I will start from the basics. My host mom, her name is Carmen and she has cared for me throughout my time in Spain. At first glance I saw a talkative, hyper woman that would do anything to please others. This opinion of her still stands, however, I’ve noticed other details along the way. For example she has a knack for cleaning and she is easily upset by her boys who don't listen to her much. She raises her voice loud and speaks fast enough to make Bugs Bunny proud. But these things are still on the surface, there is still more to her. It turns out we actually have the same passion, or at least interest. It’s her passion and my interest. This that we share is house decorating and art in general. Her home is filled to the brim with paintings of bullfighters with red capes trying to outwit their enemy, clay models of women in beautiful dresses and glass vases that complement the room. Not too long ago she showed me the logo of the company she wanted to create, or rather was creating. A small white card with a yellow aqueduct and the shadow of a house inside it. If I can remember correctly the name was “home sweet home,” or something along those lines.

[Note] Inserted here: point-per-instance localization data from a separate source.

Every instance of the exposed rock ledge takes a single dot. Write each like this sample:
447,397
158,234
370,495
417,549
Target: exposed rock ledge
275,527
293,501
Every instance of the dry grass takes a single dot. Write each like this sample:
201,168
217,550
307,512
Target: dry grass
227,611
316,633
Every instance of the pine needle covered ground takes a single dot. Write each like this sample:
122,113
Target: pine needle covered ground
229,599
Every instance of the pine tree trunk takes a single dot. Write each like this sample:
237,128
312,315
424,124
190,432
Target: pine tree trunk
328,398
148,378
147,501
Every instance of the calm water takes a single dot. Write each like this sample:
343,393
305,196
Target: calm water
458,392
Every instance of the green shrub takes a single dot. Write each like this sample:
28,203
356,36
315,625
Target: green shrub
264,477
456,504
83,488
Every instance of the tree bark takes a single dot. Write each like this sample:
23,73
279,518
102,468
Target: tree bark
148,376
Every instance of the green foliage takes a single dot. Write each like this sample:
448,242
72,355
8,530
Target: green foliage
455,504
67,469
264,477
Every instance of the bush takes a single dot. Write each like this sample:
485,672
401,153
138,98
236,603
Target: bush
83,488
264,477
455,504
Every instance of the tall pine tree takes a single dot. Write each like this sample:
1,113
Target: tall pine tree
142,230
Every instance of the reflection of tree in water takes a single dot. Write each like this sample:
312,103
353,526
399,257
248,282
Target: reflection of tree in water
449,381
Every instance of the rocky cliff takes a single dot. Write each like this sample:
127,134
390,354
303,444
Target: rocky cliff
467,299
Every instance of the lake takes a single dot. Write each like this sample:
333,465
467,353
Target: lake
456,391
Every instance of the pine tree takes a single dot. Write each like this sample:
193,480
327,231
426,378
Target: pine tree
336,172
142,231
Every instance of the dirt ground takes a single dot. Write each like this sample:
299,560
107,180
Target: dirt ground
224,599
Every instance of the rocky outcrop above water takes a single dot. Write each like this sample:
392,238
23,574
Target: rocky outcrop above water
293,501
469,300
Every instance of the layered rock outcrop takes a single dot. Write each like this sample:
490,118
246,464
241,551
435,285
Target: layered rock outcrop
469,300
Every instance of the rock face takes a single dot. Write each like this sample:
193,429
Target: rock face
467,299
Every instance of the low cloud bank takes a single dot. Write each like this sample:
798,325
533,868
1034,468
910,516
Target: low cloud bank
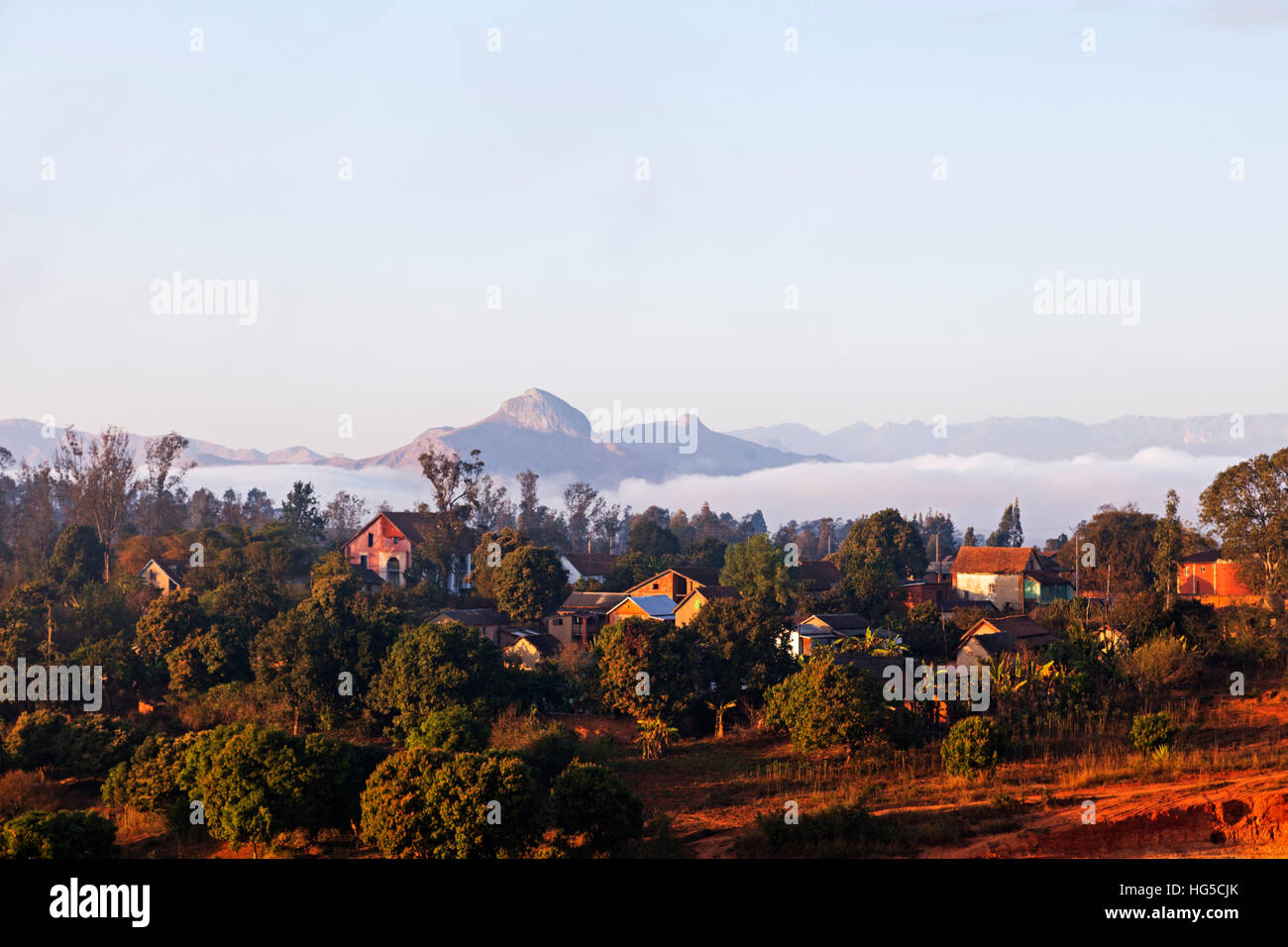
1054,495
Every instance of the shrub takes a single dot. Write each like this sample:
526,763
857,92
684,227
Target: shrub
150,780
59,835
430,804
825,705
1151,732
20,791
455,729
973,746
592,800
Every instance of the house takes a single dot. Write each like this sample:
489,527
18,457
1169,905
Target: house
819,630
992,638
1212,579
588,565
818,577
370,579
1042,587
496,626
993,574
657,607
531,650
694,602
917,590
163,574
385,545
583,615
677,582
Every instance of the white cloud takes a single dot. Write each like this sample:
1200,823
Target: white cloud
1054,495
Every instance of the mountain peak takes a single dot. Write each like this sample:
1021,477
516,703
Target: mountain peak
542,412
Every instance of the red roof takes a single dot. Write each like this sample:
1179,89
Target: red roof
1003,561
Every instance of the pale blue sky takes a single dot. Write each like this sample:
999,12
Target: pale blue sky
518,169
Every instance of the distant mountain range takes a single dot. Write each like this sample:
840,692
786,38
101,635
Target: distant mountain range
552,437
1034,438
533,431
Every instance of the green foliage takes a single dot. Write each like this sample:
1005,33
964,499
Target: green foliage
1160,665
64,834
1150,732
1248,506
758,570
529,583
879,552
259,783
437,667
482,574
336,629
77,558
658,650
429,804
592,800
827,705
974,746
455,729
150,780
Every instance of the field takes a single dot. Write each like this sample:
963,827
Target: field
1222,792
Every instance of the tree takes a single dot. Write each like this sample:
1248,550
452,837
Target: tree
1248,506
665,655
1168,536
652,539
336,629
77,558
585,506
438,667
529,583
166,622
591,800
759,571
825,705
741,650
1009,531
430,804
454,729
493,547
258,783
974,746
163,475
877,553
99,483
63,834
300,513
344,514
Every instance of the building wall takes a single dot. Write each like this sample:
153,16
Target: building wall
688,611
1215,579
1004,591
669,583
385,544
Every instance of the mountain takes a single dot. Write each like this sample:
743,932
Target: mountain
535,429
545,433
550,436
1034,438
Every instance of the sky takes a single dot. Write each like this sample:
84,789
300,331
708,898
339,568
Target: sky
911,171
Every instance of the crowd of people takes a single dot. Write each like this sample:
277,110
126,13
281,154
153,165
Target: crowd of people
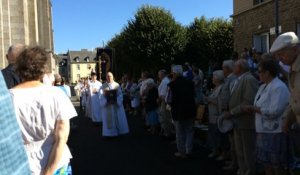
252,109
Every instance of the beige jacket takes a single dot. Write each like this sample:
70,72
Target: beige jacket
243,94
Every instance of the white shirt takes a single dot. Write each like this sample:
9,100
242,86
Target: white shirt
163,86
37,110
272,100
68,89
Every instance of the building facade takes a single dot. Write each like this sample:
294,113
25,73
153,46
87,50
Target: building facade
255,21
77,64
28,22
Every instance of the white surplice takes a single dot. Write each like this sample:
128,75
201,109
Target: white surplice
113,115
95,113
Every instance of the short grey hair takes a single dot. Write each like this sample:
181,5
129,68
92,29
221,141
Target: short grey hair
177,69
243,64
228,64
16,49
219,75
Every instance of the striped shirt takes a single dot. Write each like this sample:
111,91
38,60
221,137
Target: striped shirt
13,159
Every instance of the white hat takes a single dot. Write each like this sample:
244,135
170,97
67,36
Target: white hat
284,40
224,125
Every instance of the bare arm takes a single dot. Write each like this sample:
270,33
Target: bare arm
62,129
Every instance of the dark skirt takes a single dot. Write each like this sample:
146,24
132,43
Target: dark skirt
274,149
152,118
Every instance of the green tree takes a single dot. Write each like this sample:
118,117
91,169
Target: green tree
153,39
209,41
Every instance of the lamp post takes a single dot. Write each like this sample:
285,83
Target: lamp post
99,68
276,17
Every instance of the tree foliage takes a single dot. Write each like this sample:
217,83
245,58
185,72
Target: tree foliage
210,41
153,40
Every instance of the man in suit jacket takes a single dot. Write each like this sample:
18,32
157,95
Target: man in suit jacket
10,76
183,110
243,93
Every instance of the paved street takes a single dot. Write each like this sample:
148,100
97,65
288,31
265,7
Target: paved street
136,153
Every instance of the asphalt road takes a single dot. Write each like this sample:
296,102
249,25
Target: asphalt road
137,153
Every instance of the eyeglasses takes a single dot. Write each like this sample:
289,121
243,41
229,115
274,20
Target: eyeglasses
260,71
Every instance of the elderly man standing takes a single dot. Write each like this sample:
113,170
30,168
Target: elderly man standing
9,74
164,114
227,67
13,158
242,93
183,109
287,48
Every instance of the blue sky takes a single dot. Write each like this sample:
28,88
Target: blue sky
87,24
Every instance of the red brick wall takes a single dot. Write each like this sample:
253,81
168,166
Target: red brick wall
246,24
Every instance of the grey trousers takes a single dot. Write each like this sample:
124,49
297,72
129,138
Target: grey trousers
184,136
165,120
245,140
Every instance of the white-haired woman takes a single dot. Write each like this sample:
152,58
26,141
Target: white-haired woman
43,113
214,110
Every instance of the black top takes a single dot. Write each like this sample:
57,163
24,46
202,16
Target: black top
151,99
183,102
10,76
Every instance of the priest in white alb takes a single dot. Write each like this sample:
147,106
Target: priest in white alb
113,113
94,90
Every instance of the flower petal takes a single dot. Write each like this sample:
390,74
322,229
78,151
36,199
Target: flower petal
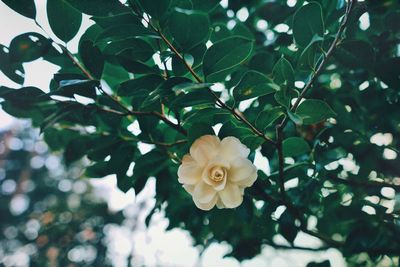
206,206
219,204
205,148
189,171
189,188
242,172
203,193
231,196
232,148
205,175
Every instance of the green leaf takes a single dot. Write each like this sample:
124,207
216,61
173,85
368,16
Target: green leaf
206,6
181,25
254,84
116,20
158,10
24,95
310,55
245,135
295,118
208,115
392,21
283,73
57,9
149,164
24,7
92,58
287,226
268,116
188,87
313,111
68,88
98,7
137,85
192,99
295,146
28,47
122,32
199,129
284,97
307,23
356,54
135,66
262,62
325,263
14,71
223,56
135,48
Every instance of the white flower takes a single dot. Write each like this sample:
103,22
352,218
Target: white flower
217,172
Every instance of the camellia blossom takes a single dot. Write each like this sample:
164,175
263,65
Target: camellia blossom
216,172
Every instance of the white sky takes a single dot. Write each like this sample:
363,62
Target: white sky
154,245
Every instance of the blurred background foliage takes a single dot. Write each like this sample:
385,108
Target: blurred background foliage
49,217
142,74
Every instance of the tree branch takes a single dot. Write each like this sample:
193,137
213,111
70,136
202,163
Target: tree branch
221,104
277,246
326,58
280,127
162,117
365,183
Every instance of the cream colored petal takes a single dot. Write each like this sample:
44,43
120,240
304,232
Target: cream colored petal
206,206
219,204
203,193
242,172
189,188
231,196
205,148
189,171
205,175
232,148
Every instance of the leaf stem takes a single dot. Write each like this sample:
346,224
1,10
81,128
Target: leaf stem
219,102
280,127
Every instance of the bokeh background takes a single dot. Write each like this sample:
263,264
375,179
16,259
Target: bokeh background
50,216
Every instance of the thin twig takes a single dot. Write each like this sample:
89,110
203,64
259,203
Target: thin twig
326,58
281,126
219,103
353,182
278,246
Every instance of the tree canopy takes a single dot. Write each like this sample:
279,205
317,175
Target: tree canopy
306,84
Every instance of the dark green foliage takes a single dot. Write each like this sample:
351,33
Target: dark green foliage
310,90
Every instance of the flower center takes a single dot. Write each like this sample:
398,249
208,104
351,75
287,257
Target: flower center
217,173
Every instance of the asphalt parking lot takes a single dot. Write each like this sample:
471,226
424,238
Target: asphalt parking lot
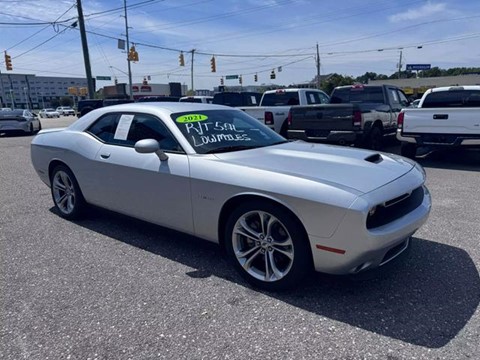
110,287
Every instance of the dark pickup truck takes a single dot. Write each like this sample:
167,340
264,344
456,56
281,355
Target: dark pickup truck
357,114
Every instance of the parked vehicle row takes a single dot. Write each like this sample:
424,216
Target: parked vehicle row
19,120
275,105
356,114
445,117
48,113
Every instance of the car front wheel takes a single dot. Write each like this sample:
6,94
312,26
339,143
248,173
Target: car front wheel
267,245
66,193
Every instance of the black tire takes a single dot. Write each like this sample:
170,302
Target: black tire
261,258
375,139
284,129
408,150
66,193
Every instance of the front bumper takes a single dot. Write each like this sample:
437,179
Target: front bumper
354,248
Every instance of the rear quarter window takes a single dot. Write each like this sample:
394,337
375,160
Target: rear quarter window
452,98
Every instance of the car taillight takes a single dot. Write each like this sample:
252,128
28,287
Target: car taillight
357,118
400,120
268,118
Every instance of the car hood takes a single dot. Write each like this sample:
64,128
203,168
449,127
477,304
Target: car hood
362,170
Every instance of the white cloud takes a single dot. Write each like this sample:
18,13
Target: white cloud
424,11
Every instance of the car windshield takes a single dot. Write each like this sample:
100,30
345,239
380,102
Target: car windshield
358,94
280,98
214,131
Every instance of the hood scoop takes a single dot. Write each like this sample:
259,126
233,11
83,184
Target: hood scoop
375,158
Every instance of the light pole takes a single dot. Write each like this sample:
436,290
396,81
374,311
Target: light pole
11,97
128,52
26,99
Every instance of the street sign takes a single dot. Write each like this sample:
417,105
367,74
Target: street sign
419,66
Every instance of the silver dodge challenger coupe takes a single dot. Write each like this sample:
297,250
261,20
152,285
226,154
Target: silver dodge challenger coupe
278,208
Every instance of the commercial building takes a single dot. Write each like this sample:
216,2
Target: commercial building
35,92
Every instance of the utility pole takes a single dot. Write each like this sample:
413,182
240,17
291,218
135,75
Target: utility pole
191,72
130,91
3,91
86,56
400,65
318,68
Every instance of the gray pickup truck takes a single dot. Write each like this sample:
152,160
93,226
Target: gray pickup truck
357,114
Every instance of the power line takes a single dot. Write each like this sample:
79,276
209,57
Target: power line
39,31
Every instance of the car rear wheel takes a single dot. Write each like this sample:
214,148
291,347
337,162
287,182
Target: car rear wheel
66,193
408,150
267,245
375,139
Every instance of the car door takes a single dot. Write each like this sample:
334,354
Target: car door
141,185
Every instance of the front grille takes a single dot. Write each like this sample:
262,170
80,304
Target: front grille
395,251
395,208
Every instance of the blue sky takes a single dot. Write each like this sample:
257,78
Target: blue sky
247,37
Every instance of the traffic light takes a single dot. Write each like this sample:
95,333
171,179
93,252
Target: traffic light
181,59
8,61
133,54
212,64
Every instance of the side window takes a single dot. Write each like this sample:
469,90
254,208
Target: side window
403,98
104,128
392,93
144,126
324,99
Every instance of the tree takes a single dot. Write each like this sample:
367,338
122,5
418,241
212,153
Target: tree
336,80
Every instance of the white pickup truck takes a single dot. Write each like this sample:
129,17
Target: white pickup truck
275,105
445,117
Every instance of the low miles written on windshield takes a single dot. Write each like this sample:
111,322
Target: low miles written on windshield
224,130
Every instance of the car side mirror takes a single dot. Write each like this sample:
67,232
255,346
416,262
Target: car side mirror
148,146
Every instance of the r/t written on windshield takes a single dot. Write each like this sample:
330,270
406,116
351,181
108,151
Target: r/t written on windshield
203,128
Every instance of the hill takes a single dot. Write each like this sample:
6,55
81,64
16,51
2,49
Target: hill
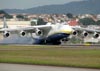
79,7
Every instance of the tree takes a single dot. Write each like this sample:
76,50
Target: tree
69,15
87,21
6,14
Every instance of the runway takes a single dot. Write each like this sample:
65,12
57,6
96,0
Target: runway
21,67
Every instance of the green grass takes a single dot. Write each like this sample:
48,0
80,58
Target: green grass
51,55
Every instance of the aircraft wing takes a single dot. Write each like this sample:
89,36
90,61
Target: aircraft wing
41,29
77,28
29,28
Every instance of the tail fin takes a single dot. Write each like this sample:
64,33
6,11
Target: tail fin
5,24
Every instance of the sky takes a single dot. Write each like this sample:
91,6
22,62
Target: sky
25,4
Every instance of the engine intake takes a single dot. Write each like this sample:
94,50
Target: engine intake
75,33
23,33
6,34
39,32
85,34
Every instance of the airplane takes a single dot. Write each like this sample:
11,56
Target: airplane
53,34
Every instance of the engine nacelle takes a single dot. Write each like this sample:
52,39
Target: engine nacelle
96,35
85,34
6,34
74,33
64,39
39,32
22,33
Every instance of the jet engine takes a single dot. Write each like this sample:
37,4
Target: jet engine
74,33
6,34
39,32
22,33
95,35
85,34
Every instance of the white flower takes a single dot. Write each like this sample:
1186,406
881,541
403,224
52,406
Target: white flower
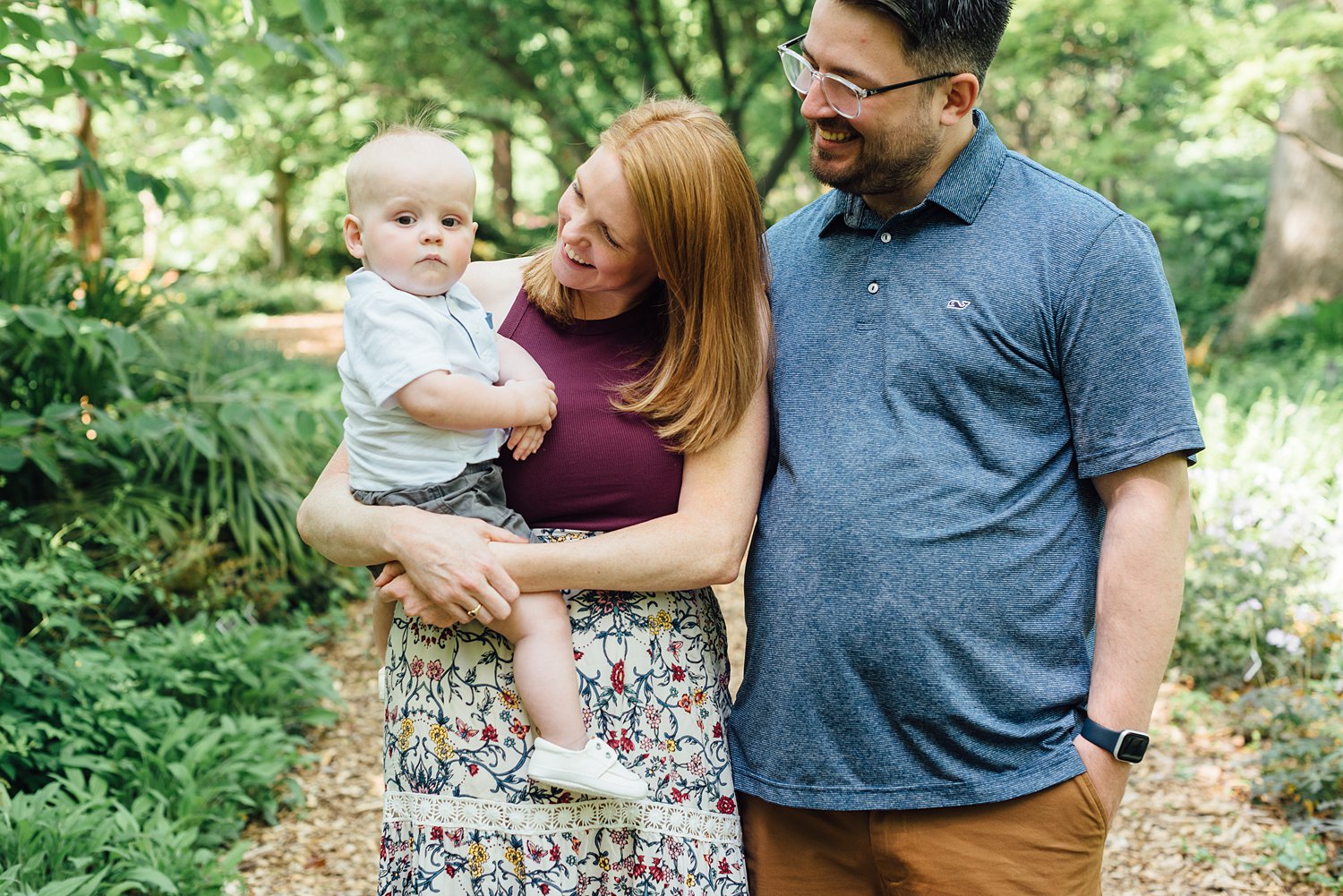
1283,640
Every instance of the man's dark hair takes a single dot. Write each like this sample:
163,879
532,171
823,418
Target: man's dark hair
947,35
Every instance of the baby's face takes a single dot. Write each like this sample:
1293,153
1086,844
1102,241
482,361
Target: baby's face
413,226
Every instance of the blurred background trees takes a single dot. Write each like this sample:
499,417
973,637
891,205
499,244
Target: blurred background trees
171,166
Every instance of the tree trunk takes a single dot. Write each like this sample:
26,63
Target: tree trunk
1299,260
281,252
88,207
501,171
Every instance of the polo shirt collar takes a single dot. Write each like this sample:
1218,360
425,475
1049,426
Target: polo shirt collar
962,190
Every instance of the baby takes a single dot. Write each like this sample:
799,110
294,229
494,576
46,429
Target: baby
429,389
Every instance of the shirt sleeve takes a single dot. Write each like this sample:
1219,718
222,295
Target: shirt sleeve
391,338
1122,357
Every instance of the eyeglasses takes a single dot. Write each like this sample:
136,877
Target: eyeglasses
843,96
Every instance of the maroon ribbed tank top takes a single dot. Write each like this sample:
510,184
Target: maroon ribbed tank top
598,468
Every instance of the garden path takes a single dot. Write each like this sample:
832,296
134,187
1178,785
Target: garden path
1186,828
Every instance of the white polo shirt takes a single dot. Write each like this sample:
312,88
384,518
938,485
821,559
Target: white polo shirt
391,338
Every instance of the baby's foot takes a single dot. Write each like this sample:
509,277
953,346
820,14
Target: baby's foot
593,770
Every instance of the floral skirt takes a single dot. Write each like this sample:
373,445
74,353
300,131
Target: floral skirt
461,815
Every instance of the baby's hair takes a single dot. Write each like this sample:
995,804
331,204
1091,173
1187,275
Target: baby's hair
419,124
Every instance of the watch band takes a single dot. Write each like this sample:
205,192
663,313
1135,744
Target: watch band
1125,746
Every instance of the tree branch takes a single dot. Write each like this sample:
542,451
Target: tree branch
665,46
720,46
641,39
783,158
1327,158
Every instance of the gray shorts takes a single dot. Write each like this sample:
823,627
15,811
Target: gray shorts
477,492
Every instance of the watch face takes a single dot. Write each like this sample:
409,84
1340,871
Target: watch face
1133,747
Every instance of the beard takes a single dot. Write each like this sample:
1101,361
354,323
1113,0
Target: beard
886,164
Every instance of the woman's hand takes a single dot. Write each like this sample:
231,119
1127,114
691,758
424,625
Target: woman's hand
395,586
446,574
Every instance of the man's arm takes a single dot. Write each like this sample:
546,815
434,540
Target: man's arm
1139,590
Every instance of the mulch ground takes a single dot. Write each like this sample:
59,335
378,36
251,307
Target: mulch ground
1186,828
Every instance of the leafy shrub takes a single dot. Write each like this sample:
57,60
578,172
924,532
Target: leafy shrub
1300,738
252,294
132,755
161,427
74,837
1265,570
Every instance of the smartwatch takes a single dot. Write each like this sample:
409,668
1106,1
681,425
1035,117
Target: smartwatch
1127,746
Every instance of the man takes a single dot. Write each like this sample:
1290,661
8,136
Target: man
983,426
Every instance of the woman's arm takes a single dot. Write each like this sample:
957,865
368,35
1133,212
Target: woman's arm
446,555
703,543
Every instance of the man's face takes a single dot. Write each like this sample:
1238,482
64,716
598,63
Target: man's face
896,136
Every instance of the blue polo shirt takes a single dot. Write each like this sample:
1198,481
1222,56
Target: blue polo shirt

And Chloe and Caitlyn’s final project!
Another character I have come to see in my almost daily life is the man that sells lottery tickets on the left corner of the school building. He changed occasionally to another unknown face but he is there most of the time. Every time I see him he seems to always be the same, never changing. Always with long, dark grey hair pulled back into a ponytail and Harry Potter glasses perched on the bridge of his nose. It also seems that he wears the same clothes each day. But that's probably a result of him not paying a lot of attention to his clothes: a faded short sleeve button-down shirt with different patterns depending on the day and khaki pants topped off with the occasional hat. For some reason I imagine that he loves that job, even though all he does is sit there all day long. Only someone with extreme patience could pull it off. As silly as it sounds that small green box is his domain, like he wasn't born for any other purpose. He's content sitting there with his green box.
~ Zina Asante
Michael with his host mom, Gema, host sister, Lucía, and host grandmother, Carmen.
End-of-term "partners yoga"!
After living in Segovia for a couple of months I noticed how the elderly like to take things really slow and rest their legs by sitting on benches in either the Plaza Mayor or in front of the aqueduct. Being punctual I always get to where I need to be as fast as possible with no interruption. So, as a change of pace, I decided to walk behind this one elderly couple and not pass them. Immediately I was thinking to myself it will take ages to get to where I want to be, and I even sped up a bit to pass. However my will was stronger than my need, so I forced myself to stay behind them. Again, after five minutes watching paint dry, I came across an opening in the Calle Real where you could see the landscape of Segovia. That is when I realized the pleasure of walking slowly. Walking by in the past I was so focused on getting from point A to point B that I never really focused on the magnificent view. So, when I was slowly walking by that evening, I watched as flocks of birds went about as well as observed the rows and rows of dark brown rooftops, some with chimney smoke coming from them. Passing by this view I now took the time to look at all of the buildings; each had their own decorative elements. I also saw the statue of Juan Bravo and took into account the history of this man with a new found respect. Once reaching the Plaza Mayor I sat myself down, got comfortable, and gazed up at the Cathedral.
~ Matt Murakami
Chloe and Juana
Conchi, Alejandro, Roberto, Caitlyn with Tor, and Rúben.
We are thankful for the Proctor en Segovia extended family. Feliz día de acción de gracias. We hope you all had a Happy Thanksgiving!